I've installed lam-6.5.9-1 .Time being I'm running it on two machines.But it
seems tcp connection from the
the other end is not getting established. recon is running successfully but
lamboot is giving following error.What could be the reason?
(File lamhosts contains two entries:
master
192.168.10.130)
Output of command lamboot is :
lamboot -v lamhosts
LAM 7.1.1/MPI 2 C++/ROMIO - Indiana University
n-1<4664> ssi:boot:base:linear: booting n0 (master)
n-1<4664> ssi:boot:base:linear: booting n1 (192.168.10.130)
-----------------------------------------------------------------------------
The lamboot agent failed to read a message over a socket from the
newly-booted process.
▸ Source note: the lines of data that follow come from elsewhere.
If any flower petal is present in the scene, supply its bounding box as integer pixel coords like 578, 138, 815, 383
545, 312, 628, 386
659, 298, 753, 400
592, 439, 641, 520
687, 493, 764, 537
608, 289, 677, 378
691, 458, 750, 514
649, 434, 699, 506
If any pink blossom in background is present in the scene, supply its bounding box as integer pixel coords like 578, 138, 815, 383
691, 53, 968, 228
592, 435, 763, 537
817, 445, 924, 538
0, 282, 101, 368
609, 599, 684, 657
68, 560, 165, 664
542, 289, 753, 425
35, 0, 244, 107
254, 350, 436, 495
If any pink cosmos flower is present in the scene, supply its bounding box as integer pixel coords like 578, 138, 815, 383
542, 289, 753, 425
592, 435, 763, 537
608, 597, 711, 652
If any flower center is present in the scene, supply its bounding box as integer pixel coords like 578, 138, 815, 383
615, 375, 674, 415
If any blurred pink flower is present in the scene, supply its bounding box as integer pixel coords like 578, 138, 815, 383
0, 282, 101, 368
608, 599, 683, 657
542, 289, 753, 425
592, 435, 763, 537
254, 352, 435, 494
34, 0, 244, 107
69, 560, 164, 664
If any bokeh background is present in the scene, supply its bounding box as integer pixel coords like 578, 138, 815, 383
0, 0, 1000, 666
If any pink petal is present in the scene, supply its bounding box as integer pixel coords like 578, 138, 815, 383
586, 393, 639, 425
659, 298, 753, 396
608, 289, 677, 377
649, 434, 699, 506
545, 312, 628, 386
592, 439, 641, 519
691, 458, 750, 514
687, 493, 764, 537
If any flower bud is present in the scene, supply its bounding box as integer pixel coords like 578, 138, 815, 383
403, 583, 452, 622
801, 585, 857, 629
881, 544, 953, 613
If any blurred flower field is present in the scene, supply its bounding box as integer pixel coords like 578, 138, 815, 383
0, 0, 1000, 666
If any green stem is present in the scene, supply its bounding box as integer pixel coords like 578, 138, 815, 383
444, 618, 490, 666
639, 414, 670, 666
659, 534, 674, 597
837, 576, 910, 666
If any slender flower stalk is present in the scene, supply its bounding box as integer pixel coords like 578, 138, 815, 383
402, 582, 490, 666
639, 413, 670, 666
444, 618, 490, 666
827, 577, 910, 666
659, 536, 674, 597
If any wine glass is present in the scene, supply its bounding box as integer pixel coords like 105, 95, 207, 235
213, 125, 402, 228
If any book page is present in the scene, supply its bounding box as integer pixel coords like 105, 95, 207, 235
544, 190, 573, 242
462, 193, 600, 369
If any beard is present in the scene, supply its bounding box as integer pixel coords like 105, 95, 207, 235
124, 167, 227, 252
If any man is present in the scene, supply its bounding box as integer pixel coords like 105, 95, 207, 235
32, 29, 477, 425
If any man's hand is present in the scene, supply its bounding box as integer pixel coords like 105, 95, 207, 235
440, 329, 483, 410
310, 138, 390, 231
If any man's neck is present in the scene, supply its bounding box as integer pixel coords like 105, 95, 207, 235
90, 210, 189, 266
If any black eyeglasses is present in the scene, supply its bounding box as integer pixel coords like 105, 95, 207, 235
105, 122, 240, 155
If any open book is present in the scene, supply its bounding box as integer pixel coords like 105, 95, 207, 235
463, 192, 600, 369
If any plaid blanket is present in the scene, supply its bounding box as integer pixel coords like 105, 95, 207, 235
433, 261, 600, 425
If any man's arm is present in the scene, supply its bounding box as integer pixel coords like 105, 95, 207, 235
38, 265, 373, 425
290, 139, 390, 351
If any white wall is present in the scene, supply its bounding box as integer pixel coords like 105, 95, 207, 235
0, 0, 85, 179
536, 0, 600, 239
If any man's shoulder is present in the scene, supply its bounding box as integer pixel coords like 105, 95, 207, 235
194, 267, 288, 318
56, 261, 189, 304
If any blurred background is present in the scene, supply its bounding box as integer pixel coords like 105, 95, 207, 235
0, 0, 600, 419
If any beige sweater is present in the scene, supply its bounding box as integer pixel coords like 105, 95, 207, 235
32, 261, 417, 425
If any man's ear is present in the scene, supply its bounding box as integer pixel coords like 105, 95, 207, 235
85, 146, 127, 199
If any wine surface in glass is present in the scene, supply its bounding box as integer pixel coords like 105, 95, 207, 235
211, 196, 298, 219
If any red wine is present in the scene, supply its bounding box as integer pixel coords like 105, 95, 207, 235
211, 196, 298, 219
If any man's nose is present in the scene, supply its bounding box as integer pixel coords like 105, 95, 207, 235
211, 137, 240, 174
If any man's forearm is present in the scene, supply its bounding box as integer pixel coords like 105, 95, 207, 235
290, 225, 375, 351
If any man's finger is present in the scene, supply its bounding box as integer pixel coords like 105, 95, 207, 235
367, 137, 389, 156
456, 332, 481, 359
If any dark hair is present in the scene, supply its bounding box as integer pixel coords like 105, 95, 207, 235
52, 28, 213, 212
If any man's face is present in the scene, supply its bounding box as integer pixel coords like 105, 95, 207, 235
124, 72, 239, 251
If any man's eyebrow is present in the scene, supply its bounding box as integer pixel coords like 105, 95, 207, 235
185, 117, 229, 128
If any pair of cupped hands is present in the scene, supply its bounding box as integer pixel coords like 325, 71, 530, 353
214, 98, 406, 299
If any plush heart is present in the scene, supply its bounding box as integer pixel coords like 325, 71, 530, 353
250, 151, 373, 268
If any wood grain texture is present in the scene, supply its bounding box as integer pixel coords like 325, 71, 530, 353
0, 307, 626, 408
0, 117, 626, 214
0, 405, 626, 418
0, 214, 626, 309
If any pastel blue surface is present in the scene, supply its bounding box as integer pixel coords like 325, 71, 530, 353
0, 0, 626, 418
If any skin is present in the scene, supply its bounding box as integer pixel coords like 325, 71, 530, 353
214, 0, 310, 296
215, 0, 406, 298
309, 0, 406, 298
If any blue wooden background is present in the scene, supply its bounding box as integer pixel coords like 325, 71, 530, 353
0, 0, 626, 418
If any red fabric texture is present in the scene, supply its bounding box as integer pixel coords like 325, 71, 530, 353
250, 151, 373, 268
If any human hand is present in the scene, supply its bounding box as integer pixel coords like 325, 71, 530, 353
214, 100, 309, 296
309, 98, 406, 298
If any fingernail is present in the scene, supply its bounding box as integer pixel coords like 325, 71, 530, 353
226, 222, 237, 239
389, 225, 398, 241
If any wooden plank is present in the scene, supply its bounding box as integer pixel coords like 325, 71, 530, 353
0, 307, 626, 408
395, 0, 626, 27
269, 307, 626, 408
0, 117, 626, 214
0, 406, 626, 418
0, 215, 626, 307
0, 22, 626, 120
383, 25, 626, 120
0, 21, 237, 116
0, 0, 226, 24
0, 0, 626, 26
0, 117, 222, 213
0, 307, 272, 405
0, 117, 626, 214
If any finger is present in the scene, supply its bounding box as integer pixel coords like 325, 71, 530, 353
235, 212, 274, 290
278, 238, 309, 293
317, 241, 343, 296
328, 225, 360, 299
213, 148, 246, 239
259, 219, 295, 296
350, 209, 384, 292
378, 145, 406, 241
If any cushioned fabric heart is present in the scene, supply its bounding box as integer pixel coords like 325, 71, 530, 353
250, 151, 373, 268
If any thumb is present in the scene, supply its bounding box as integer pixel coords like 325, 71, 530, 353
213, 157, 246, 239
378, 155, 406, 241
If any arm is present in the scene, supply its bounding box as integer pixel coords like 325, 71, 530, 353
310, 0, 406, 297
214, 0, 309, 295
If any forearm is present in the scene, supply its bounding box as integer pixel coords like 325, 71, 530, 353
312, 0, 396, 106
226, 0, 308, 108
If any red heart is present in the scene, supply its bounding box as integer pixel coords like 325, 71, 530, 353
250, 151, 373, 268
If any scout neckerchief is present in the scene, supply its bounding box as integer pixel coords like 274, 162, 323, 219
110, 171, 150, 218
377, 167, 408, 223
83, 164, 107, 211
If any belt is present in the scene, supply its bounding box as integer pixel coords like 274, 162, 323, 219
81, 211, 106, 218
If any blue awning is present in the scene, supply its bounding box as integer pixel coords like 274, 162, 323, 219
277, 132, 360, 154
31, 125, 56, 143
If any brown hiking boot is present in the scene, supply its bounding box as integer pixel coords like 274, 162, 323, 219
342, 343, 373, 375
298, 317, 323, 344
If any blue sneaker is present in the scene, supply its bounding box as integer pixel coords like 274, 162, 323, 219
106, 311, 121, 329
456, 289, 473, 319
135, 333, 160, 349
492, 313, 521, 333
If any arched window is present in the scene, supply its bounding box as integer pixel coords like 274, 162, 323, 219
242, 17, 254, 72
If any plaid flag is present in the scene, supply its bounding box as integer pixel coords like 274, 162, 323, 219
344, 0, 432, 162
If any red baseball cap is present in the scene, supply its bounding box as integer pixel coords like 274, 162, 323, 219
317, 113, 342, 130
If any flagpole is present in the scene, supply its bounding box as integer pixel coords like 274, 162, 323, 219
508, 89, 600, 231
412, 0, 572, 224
This should not happen (especially since TCP is
a guaranteed protocol).
*** PLEASE READ THIS ENTIRE MESSAGE, FOLLOW ITS SUGGESTIONS, AND
*** CONSULT THE "BOOTING LAM" SECTION OF THE LAM/MPI FAQ
*** (http://www.lam-mpi.org/faq/) BEFORE POSTING TO THE LAM/MPI USER'S
*** MAILING LIST.
You should probably check the following:
- Network connectivity: Ensure that messages can be passed reliably
over TCP using random ports.
- Environment / PATH settings: Ensure that you are running the same
version of LAM/MPI on all nodes. Sometimes premature disconnects
(and therefore this error message) may be caused if mismatched
versions of LAM are used on different nodes.
- Node health: Ensure that the host where the newly-booted process was
launched is healthy and still available on the network.
-----------------------------------------------------------------------------
n-1<4664> ssi:boot:base:linear: aborted!
n-1<4670> ssi:boot:base:linear: booting n0 (master)
n-1<4670> ssi:boot:base:linear: booting n1 (192.168.10.130)
tkill: killing LAM...
n-1<4670> ssi:boot:base:linear: finished
lamboot did NOT complete successfully
--
Regards
Mahesh
|